2.2.3. Photoionization Modeling
Photoionization modeling is a necessary component of any abundance analysis. We have seen that the bright line method relies on calibrations from photoionization models as do ionization correction factors in the direct method. Thus, it might be misleading to give modeling a separate category. I do so to point out that with a high signal/noise spectrum, rich in emission lines, it is possible to derive more accurate abundances and to deduce properties of the exciting stars and the nebular geometry. Often, abundance studies deal with surveys of many objects intended to uncover underlying patterns, but in some cases, the accurate abundances of an individual object are critical for a particular problem. In the latter case, a direct abundance analysis can be put on firmer ground by developing a detailed photoionization model of the nebula.
Really wonderful things can be done when spatially resolved observations are combined with detailed photoionization models. I think a great example of this is the work of Baldwin et al. (1991) on the Orion nebula; this is a real treat with regard to getting the most out of one's observations. In this study it is possible to identify geometrical effects (the relative positions of the exciting stars and the bounding molecular clouds), but the most impressive aspect of this work is the detailed investigation of the possible effects of dust within the nebula. Their appendix C is a valuable monograph on the potential effects of dust on HII regions.
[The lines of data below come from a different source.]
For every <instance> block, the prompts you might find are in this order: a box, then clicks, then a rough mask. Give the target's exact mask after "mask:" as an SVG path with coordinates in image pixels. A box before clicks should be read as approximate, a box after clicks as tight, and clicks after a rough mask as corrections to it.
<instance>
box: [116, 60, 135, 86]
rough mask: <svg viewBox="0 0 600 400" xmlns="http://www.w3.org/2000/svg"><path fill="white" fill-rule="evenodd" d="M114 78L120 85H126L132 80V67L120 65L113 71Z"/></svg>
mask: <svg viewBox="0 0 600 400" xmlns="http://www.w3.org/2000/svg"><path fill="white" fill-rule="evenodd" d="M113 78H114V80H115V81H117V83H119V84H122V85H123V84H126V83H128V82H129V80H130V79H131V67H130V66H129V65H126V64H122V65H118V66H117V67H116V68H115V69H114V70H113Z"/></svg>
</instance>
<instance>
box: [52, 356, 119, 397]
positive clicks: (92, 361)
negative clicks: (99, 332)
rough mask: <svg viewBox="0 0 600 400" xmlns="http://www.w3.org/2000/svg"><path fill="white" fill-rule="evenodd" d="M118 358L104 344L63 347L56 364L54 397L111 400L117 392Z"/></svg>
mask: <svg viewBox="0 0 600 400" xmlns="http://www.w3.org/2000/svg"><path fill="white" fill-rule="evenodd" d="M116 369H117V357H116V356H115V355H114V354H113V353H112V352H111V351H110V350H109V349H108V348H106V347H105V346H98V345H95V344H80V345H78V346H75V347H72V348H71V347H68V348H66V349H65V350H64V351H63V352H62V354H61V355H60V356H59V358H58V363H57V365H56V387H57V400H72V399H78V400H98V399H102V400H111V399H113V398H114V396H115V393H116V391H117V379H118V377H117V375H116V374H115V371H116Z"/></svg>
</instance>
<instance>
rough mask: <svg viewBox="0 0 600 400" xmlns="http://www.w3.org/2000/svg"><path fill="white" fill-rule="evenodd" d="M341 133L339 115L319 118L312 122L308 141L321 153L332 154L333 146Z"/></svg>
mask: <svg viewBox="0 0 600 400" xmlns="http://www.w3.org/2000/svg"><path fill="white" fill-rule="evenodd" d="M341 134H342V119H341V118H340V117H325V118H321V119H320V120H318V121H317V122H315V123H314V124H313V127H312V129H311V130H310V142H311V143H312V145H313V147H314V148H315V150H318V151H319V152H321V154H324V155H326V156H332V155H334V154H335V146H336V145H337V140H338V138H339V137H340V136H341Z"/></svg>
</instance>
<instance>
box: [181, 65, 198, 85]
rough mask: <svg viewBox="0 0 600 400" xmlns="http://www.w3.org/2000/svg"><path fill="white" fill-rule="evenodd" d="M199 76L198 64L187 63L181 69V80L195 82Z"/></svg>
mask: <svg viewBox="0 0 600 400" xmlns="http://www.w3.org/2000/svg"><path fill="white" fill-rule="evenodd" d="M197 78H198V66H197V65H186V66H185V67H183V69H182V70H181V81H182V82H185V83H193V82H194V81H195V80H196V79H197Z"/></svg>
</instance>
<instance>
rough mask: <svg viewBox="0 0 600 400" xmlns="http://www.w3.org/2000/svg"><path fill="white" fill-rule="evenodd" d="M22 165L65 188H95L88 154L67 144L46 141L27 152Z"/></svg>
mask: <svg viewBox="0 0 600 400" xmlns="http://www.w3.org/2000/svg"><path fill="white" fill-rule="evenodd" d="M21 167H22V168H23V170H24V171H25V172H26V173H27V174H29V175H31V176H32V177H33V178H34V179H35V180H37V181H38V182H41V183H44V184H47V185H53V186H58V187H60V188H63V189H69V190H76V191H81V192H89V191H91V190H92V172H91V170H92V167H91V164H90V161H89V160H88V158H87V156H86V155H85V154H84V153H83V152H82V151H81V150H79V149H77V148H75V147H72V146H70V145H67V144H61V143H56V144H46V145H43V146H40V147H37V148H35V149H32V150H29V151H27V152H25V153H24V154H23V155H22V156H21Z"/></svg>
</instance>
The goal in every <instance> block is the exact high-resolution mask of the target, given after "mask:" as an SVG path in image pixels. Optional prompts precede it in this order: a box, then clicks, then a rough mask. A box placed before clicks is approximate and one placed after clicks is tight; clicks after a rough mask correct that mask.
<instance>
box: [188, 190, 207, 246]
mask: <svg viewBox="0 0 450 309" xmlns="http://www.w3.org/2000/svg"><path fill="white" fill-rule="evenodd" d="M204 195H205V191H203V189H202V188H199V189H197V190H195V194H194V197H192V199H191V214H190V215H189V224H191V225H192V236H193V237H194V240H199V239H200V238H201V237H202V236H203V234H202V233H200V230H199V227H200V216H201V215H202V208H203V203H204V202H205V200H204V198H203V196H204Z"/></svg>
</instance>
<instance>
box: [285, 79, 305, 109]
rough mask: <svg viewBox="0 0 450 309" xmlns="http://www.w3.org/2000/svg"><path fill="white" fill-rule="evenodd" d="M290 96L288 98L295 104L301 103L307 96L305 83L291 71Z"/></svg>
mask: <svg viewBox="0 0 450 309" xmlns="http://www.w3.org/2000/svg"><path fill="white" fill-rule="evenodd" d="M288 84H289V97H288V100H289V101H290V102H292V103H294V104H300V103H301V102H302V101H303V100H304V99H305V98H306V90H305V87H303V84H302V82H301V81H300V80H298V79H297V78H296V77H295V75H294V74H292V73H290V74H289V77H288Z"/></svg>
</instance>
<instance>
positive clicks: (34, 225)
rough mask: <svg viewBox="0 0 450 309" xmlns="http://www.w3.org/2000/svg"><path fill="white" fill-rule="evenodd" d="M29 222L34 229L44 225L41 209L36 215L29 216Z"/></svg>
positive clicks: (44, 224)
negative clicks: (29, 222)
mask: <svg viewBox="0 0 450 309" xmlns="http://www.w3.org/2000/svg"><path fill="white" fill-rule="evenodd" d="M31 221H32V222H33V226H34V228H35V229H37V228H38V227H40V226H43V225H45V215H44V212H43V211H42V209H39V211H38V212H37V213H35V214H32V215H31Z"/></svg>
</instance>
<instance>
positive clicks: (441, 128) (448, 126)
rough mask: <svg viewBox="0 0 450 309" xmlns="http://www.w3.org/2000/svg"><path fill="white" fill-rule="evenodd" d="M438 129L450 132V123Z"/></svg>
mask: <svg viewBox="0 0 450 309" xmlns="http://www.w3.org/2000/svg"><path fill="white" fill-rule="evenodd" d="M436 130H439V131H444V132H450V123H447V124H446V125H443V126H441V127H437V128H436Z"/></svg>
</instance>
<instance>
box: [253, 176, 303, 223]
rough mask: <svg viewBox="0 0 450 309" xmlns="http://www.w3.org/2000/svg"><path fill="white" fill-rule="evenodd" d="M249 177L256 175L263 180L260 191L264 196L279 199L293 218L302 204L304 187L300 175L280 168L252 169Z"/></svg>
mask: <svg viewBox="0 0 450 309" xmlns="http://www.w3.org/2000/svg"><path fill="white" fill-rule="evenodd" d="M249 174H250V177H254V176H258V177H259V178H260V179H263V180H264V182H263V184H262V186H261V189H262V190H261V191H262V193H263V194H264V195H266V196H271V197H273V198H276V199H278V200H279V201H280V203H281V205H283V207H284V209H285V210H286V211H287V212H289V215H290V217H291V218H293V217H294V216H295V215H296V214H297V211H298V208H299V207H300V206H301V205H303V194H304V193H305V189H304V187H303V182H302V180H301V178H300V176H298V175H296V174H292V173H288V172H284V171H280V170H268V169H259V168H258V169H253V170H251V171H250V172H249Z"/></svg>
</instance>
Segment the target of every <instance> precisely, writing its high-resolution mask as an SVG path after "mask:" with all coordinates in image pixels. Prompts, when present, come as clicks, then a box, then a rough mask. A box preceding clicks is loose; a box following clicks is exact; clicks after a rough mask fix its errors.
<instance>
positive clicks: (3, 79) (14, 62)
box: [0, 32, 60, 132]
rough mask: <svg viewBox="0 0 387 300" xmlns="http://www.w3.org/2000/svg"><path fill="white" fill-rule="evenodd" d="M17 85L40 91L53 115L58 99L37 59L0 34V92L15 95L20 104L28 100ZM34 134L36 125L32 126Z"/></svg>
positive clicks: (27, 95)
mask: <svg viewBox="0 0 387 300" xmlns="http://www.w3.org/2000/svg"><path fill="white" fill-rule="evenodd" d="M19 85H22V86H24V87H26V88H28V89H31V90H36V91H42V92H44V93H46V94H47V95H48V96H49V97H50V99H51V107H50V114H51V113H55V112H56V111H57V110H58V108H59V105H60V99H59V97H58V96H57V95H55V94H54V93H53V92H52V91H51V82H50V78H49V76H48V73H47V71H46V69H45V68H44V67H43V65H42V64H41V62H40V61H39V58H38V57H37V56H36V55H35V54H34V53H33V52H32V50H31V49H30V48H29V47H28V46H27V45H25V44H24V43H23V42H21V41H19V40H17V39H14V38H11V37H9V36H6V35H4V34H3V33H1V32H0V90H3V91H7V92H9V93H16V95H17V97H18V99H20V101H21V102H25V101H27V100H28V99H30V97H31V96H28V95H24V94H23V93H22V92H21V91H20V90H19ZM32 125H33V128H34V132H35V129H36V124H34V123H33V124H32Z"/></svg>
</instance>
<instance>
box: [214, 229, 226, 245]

Photoionization modeling also allows us to explore different physical processes which may affect abundance derivations. As mentioned above, Shields & Kennicutt (1995) looked at the effects of dust in high metallicity HII regions. They discovered that the dust acts as an additional heating agent, strengthening the collisionally excited optical forbidden lines, which is why one never observes pure Balmer line optical spectra from high metallicity HII regions (even though they are easy to produce in photoionization models without dust). They also confirmed the suggestion by Henry (1993) that the depletion of refractory elements onto grains (specifically Si and Fe) could lead to hotter nebula as the efficiency of particular fine structure lines as coolants was diminished. From the conclusions of Shields & Kennicutt one can take away the following rule of thumb: HII region abundances are generally more secure for low metallicity regions with high temperature exciting stars and generally less secure for high metallicity regions with low temperature exciting stars.